De Uitvoeringsorganisatie Bedrijfsvoering Rijk (UBR) gaf de stichting New Trust Foundation (NTF) de opdracht een 'Dutch Secure Mobile Communication Platform' te bouwen, zo staat in een rapport van de Audit Dienst Rijk. Vanwege de spoed waarmee het videobelplatform er bij het begin van de coronapandemie zou moeten komen vond er geen aanbesteding plaats.

Nederlandse servers

Het platform werkte via de webbrowser en draaide op servers in Nederland. Het had een veiliger alternatief moeten zijn voor tools als Zoom. 

Het Rijk gebruikt voor videobellen momenteel Webex, nadat het beveiligingsniveau van die dienst 'voldeed aan het delen van vertrouwelijke informatie'.

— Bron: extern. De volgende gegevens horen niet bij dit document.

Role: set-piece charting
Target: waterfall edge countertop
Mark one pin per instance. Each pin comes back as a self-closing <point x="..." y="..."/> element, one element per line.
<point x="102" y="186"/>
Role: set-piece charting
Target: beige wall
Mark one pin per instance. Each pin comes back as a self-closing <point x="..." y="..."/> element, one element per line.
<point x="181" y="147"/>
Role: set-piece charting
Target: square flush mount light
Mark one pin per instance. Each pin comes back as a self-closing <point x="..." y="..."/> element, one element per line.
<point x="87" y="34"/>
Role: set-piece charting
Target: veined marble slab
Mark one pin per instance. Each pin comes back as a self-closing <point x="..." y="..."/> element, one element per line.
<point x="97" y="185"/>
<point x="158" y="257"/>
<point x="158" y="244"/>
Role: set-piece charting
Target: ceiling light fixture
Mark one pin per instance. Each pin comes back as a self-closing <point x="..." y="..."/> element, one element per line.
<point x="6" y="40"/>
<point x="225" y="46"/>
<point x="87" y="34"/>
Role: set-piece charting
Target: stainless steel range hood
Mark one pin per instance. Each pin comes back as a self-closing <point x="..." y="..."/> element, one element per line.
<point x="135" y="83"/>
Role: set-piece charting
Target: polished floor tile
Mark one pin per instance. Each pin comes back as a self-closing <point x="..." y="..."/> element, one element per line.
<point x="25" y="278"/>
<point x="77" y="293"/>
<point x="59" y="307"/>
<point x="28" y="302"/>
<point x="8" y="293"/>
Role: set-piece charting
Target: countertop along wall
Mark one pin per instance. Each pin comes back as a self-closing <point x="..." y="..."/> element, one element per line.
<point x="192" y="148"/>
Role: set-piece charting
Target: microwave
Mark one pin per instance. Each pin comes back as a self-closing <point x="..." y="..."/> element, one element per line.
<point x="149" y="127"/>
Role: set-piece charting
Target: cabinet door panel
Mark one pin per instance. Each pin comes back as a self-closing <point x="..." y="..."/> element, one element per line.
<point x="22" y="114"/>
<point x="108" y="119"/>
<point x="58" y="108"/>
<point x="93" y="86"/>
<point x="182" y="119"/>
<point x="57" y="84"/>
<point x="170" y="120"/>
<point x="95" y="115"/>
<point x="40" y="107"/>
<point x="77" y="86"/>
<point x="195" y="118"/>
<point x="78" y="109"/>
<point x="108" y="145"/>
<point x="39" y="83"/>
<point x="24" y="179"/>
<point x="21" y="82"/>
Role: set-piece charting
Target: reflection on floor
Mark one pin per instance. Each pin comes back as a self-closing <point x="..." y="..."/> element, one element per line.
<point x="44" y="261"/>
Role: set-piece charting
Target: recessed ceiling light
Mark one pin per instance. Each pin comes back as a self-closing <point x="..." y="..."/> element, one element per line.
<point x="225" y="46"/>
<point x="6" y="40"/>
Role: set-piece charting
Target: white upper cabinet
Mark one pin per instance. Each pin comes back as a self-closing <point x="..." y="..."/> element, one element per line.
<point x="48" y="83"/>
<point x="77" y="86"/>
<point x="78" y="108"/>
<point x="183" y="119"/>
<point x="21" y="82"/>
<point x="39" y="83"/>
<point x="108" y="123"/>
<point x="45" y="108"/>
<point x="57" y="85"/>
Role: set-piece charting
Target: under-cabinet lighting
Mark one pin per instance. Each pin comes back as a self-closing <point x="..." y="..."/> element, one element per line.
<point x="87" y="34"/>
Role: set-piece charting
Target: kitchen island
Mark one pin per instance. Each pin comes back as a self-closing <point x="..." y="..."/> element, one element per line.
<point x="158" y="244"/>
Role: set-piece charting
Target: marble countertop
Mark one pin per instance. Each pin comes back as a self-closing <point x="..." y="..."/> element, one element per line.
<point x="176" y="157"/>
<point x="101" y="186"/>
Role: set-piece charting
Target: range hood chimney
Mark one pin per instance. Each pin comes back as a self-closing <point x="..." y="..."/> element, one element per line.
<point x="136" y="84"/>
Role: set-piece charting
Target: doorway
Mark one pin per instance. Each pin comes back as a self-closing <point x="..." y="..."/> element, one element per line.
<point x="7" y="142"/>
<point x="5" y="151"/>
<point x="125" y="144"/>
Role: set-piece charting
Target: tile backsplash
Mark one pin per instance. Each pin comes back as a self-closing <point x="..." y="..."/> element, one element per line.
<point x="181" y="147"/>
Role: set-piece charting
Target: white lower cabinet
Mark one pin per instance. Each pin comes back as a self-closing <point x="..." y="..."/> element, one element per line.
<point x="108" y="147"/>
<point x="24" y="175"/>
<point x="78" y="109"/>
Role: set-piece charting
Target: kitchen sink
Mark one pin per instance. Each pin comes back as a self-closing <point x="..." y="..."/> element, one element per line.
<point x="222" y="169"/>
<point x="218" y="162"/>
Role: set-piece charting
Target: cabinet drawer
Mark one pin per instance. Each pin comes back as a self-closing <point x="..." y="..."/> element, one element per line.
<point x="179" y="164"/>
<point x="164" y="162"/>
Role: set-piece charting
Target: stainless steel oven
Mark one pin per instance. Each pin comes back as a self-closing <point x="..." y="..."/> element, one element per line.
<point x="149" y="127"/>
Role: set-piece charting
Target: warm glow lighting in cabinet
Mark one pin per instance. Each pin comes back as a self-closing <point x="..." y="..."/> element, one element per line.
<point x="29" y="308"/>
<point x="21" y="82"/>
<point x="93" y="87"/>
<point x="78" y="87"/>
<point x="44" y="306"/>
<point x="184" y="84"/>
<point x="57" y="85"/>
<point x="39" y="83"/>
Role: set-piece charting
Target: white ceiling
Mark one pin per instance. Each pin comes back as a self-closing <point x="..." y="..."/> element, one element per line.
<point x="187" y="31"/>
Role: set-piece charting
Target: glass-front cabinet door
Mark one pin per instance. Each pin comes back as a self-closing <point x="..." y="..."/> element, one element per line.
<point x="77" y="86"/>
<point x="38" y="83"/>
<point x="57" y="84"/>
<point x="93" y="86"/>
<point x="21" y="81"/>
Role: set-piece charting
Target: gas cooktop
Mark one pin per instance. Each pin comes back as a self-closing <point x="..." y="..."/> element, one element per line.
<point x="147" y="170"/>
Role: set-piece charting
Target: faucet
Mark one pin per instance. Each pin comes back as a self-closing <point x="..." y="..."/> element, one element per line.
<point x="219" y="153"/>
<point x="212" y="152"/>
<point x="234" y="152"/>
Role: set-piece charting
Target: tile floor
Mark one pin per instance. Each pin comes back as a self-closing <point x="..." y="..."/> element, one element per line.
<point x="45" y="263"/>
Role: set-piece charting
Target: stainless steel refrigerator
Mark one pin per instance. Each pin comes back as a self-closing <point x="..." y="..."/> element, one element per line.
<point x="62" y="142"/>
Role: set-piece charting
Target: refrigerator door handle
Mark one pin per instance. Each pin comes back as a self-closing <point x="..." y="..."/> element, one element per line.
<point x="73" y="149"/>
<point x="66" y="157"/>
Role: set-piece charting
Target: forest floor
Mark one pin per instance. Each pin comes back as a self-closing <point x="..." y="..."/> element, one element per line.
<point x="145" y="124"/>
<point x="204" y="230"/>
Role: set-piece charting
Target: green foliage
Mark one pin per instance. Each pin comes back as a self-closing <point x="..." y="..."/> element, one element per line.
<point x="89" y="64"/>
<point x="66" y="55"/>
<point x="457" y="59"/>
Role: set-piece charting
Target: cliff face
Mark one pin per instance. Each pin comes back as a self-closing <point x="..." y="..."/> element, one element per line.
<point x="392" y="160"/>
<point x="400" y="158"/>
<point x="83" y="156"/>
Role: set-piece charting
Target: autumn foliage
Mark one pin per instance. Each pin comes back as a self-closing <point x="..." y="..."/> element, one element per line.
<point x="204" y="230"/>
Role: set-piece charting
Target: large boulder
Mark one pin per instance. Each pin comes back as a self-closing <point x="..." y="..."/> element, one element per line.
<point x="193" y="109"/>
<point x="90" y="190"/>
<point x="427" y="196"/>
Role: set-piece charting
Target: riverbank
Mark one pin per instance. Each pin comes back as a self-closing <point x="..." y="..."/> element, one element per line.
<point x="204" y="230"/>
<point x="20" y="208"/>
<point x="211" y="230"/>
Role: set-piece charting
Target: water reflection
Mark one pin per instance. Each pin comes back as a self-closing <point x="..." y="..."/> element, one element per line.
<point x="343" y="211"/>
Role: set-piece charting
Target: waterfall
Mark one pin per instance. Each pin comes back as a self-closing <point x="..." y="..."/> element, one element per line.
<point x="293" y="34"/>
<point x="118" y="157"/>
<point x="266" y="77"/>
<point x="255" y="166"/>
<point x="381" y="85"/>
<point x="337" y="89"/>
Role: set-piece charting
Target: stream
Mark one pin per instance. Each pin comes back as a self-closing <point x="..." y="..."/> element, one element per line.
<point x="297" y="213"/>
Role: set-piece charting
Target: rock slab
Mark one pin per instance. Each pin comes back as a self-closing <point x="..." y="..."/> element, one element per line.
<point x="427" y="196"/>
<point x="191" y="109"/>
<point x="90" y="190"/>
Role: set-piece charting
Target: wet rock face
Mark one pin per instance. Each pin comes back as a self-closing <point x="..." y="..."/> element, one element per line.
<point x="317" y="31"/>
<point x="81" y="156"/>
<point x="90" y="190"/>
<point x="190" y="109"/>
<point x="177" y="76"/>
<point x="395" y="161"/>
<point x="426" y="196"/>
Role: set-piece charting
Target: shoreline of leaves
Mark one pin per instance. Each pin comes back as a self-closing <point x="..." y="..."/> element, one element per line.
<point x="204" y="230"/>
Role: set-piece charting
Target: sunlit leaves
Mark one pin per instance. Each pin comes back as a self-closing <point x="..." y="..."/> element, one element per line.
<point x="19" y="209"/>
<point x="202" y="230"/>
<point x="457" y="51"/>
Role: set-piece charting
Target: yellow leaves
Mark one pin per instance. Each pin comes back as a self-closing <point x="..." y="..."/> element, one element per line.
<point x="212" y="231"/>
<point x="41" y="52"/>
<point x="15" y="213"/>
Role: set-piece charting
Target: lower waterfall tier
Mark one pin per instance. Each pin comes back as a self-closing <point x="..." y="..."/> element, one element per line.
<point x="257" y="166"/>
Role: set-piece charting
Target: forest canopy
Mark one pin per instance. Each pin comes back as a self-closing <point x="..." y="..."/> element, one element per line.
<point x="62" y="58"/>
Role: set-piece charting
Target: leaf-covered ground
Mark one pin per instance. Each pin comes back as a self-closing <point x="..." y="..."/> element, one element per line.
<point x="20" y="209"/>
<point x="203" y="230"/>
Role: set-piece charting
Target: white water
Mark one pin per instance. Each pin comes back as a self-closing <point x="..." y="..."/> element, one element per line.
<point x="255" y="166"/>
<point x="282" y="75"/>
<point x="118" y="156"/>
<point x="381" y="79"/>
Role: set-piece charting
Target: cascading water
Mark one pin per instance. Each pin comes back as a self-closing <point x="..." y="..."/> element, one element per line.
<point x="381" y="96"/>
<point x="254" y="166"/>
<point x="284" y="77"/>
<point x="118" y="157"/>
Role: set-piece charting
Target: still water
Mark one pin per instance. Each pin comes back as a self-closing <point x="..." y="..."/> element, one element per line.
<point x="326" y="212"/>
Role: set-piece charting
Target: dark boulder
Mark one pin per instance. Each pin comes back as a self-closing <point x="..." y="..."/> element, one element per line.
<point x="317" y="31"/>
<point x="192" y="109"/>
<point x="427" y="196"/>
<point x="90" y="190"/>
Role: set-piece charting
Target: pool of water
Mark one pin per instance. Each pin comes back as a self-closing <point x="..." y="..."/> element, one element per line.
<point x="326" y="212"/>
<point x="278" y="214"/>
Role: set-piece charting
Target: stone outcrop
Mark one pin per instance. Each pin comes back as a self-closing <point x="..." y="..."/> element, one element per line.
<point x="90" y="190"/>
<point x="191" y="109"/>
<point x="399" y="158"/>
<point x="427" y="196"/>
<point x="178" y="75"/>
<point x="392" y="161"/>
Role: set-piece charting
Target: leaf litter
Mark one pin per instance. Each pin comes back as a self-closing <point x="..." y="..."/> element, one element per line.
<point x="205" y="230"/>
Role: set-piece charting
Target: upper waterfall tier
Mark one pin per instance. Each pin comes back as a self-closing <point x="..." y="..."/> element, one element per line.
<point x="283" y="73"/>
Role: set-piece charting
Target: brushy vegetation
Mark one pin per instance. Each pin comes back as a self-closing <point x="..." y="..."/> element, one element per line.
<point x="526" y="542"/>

Met eigen bestuursleden in zee

Het Rijk vroeg bij het uitbreken van de crisis, waardoor ook veel ambtenaren vanuit huis moesten werken, een aantal overheidsorganisaties om te kijken wat de mogelijkheden zouden zijn voor zo'n eigen platform. De UBR werkt via de stichting NTF "samen met ook marktpartijen", legt het ministerie uit. Zo ging NFT "met het bedrijf van een van haar eigen bestuursleden in zee".

Dit is gebeurd "om de vaart in het proces te houden". Maar "hoewel het argument snelheid nadrukkelijk speelde, hadden we absoluut geen overeenkomst moeten aangaan met een van haar eigen bestuursleden", geeft het ministerie toe. "De inhuur had aanbesteed moeten worden."